For a model, long context input is a form of compression, and its capability is reflected in the lossiness of that compression. There is a "Needle in a Haystack" test that can relatively objectively evaluate this loss rate: a sentence (the "needle") is inserted at different positions within a very long text, and the model is then tested to see if it can accurately find the "needle" through a prompt.
Official materials from Moonshot AI (Kimi Chat's parent company) provide test results for several versions.
The best result was that from 1k to 128k input context length, every "needle" could be accurately found.
However, when the Kimi model underwent an upgrade, even with optimizations, this result actually deteriorated.
For those interested, you can refer to:
Kimi Chat "Needle in a Haystack" Test
Moonshot AI, WeChat Account: Moonshot AI
Kimi Chat announces "Needle in a Haystack" long-text stress test results and clarifies the essence of this test
Of course, Gemini also performed similar tests in the technical documentation for 1.5 Pro. Naturally, they scaled it up to 10M (ten million tokens).
Summary: Ultra-long context can bring true productivity applications; however, insufficient output length still limits model capabilities; Kimi Chat, like Gemini, has essentially found a method for "lossless compression" of ultra-long context; in reality, models are still unstable, and every upgrade can lead to inconsistencies in output results.
Why is it that "context input length keeps increasing, yet output length has seen no significant improvement"? My preliminary answer is: increasing context input length has little impact on model pre-training and may not even require re-training, whereas increasing output length likely requires re-training and increases pre-training time at least linearly.
Where can ultra-long context be applied?
Batch document processing
Processing ultra-long video and audio: lecture or speech videos, long meeting minutes...

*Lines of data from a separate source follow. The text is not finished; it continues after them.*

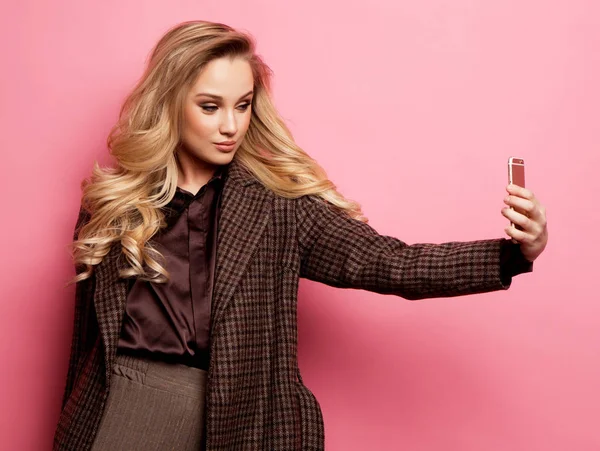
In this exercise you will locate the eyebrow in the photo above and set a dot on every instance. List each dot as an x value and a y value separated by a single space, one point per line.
214 96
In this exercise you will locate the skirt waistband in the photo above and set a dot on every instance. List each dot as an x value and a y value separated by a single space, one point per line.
172 377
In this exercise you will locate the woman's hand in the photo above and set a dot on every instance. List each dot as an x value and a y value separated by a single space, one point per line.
531 216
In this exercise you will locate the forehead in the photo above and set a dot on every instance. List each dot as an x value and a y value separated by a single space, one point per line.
226 77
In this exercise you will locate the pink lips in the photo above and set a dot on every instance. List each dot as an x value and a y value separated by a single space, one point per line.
225 146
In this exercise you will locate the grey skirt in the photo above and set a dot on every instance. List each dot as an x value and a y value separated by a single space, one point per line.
153 405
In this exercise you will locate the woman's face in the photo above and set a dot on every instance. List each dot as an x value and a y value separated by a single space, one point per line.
217 109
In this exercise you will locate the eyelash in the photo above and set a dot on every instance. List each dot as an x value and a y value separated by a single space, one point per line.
212 109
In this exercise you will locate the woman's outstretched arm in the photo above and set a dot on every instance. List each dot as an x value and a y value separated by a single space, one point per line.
343 252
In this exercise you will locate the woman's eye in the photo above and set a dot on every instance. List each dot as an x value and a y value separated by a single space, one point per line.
212 108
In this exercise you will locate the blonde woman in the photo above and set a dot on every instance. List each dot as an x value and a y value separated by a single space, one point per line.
189 250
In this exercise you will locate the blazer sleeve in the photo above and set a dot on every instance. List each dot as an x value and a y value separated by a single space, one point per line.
81 312
340 251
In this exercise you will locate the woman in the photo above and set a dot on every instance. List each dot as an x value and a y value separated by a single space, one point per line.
189 252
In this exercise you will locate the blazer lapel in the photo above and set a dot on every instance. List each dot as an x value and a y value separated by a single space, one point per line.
244 213
109 301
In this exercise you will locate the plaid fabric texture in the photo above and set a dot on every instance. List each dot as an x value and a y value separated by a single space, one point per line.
256 399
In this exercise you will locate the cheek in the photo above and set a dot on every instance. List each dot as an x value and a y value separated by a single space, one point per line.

Knowledge synthesis and comparison, long-text translation, financial analysis, understanding of novels and scripts...
Yes, ultra-long context is something I have always anticipated, and we continue to perform various application tests across different scenarios. However, as usage deepens, it continuously changes some of my perceptions:
Large models today are no longer a simple single neural network or MoE of a certain parameter scale, but a complex of a series of models and technologies. For instance, the "lossless compression" technology for ultra-long context is coupled with the base pre-trained model, but definitely not highly so.
I used to believe that as long as a model was "usable," the rest could be handled by developing supporting tools and code for production environments. But now it seems that "core model" capability remains the most important foundation; the three overseas leaders (GPT-4, Claude 3, Gemini) clearly have a very distinct advantage in this regard.

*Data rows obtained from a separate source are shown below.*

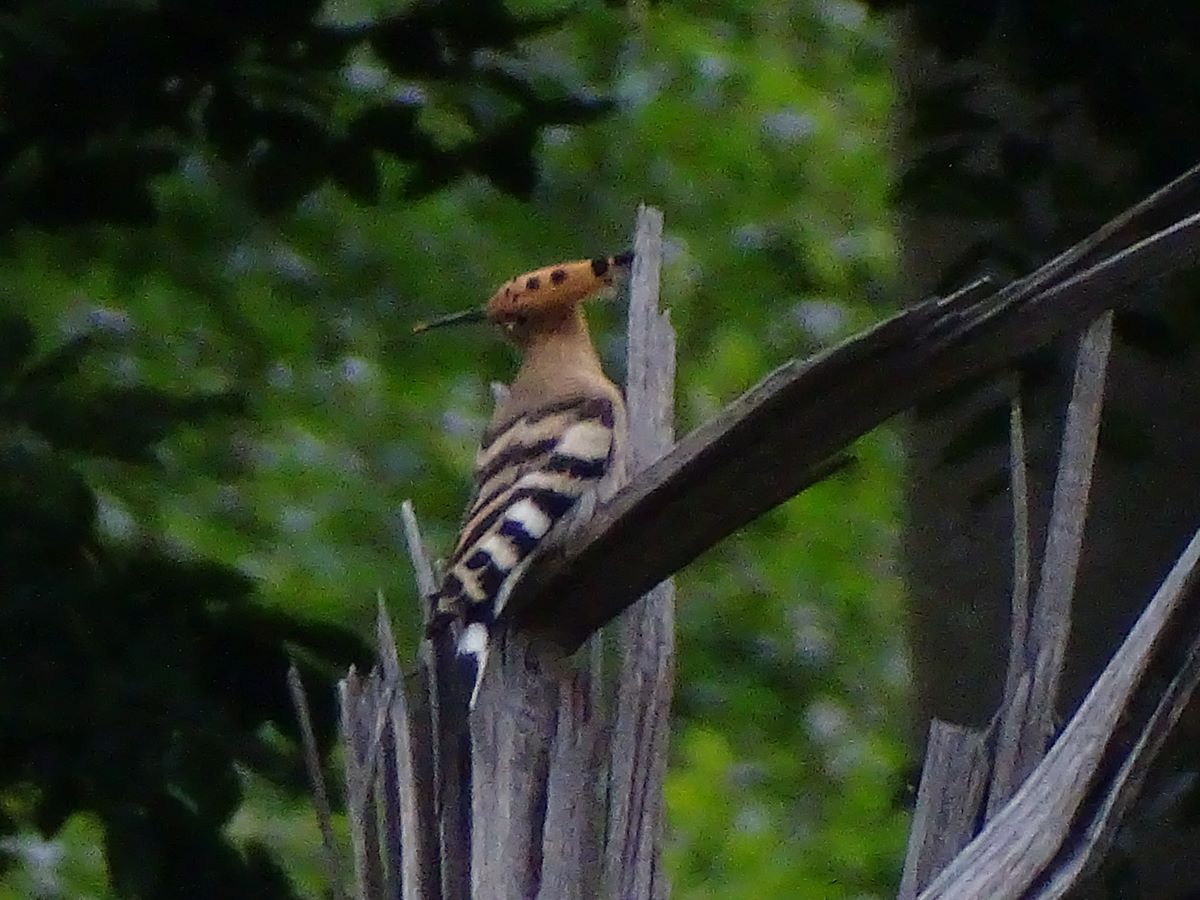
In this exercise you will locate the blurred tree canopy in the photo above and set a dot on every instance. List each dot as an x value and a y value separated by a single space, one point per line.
223 219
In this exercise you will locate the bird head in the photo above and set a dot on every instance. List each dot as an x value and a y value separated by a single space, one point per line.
540 300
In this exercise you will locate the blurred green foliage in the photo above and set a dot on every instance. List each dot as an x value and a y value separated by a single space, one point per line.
762 132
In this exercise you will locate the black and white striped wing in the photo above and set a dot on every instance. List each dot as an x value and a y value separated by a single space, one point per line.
531 473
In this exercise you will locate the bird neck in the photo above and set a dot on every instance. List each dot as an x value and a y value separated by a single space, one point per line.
559 347
559 361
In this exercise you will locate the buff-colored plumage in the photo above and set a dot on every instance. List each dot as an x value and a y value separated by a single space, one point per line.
555 447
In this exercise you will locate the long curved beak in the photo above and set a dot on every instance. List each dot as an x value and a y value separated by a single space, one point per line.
454 318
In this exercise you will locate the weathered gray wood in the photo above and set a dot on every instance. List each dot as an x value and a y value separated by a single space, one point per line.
639 742
513 731
952 790
1027 715
407 787
439 867
574 796
357 696
1020 846
317 779
1019 490
765 447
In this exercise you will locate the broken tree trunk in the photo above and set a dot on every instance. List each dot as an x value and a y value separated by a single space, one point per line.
558 793
553 789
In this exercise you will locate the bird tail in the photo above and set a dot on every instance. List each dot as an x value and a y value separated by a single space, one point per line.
473 646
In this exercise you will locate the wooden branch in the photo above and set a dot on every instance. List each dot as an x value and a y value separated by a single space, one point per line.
1033 840
1027 714
953 787
640 730
771 443
317 779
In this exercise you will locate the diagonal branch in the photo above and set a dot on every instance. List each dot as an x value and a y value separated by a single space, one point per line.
777 439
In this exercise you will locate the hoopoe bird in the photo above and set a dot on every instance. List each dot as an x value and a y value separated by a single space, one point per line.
553 449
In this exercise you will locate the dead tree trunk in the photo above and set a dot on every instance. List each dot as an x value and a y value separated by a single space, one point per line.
555 791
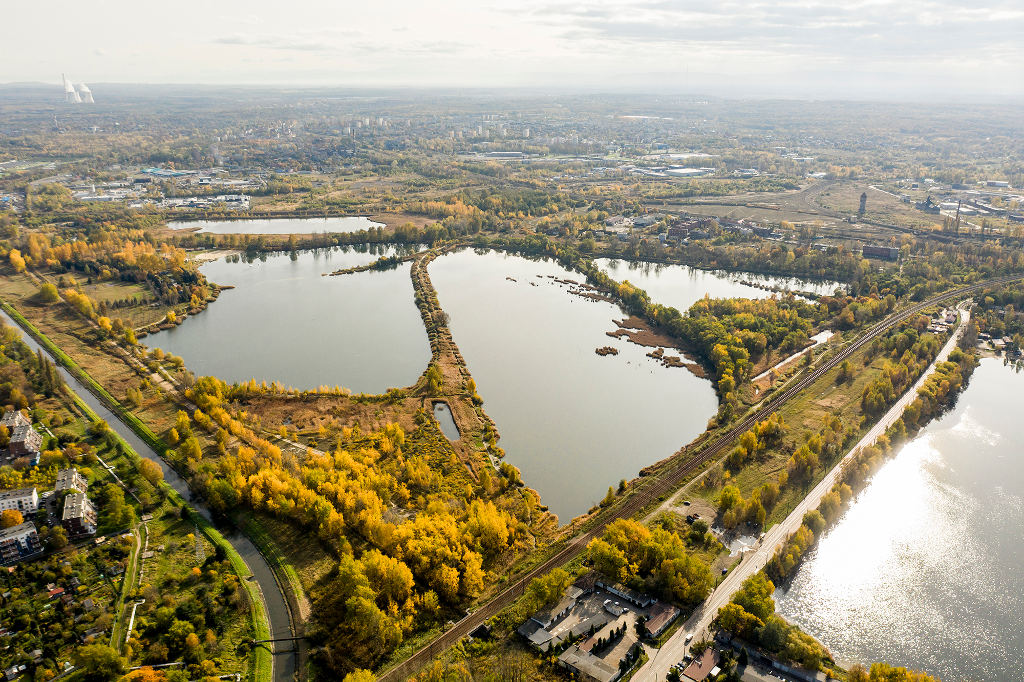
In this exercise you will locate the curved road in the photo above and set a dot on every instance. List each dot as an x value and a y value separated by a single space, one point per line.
668 480
698 624
276 607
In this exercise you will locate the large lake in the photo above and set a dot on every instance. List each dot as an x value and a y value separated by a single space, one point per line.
279 225
285 322
681 286
571 421
926 569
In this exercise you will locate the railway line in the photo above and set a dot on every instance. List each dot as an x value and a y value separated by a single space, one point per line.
665 482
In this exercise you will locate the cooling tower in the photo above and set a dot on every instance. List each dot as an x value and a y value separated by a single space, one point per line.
71 95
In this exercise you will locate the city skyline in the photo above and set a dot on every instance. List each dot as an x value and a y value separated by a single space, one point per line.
866 49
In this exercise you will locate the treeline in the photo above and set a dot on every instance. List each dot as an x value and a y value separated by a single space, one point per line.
909 353
937 393
751 615
651 560
415 533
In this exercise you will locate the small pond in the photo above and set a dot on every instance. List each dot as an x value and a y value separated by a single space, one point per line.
443 416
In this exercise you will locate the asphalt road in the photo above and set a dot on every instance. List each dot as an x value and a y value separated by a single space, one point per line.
276 607
698 624
683 465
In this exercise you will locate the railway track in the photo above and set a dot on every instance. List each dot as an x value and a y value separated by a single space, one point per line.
664 483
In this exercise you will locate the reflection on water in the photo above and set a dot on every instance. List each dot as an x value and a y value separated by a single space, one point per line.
681 286
925 569
573 422
285 322
279 225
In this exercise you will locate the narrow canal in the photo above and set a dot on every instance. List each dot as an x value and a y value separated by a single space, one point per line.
284 664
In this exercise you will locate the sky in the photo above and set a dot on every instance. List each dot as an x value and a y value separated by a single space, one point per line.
835 48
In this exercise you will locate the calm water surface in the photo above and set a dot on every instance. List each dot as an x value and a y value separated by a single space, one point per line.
926 569
279 225
571 421
681 286
284 322
443 416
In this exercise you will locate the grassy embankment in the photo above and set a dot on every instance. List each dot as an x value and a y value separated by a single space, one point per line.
262 662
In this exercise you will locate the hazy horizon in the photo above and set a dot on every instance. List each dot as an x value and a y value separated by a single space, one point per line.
866 49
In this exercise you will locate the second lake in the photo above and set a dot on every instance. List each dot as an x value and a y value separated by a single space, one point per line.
285 322
572 422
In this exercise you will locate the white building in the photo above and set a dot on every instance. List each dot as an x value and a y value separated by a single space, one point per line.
25 500
18 542
71 479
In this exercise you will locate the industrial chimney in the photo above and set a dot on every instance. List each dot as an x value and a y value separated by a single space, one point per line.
71 96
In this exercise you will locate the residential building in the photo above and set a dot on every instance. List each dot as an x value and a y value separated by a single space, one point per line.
25 500
632 596
13 418
18 542
71 479
79 515
702 667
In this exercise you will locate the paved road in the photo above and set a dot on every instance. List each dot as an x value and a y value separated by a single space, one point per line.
673 650
276 607
680 468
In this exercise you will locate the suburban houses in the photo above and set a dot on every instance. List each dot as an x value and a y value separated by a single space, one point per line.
25 500
71 479
596 625
79 516
25 441
18 542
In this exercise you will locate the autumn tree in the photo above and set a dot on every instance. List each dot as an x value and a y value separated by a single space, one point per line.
10 518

The output of large models remains very unstable. Even if the application scenario, input data, and prompt remain unchanged, the output results can vary greatly. This remains a massive challenge for application deployment. This might also be the most important reason why OpenAI's API retains as many historical version options as possible.
I have always believed that AI can continuously lower the barrier to entry—from an average user's perspective, this might be true. But from an application deployment perspective, it might be a different story. The deeper the degree of model application, the higher the requirements for understanding and integrating the model itself, scenarios, and technology: when the model itself can solve over 90% of the problems, the threshold for solving the remaining 10% is likely higher than before.
We can only look forward to the next better one.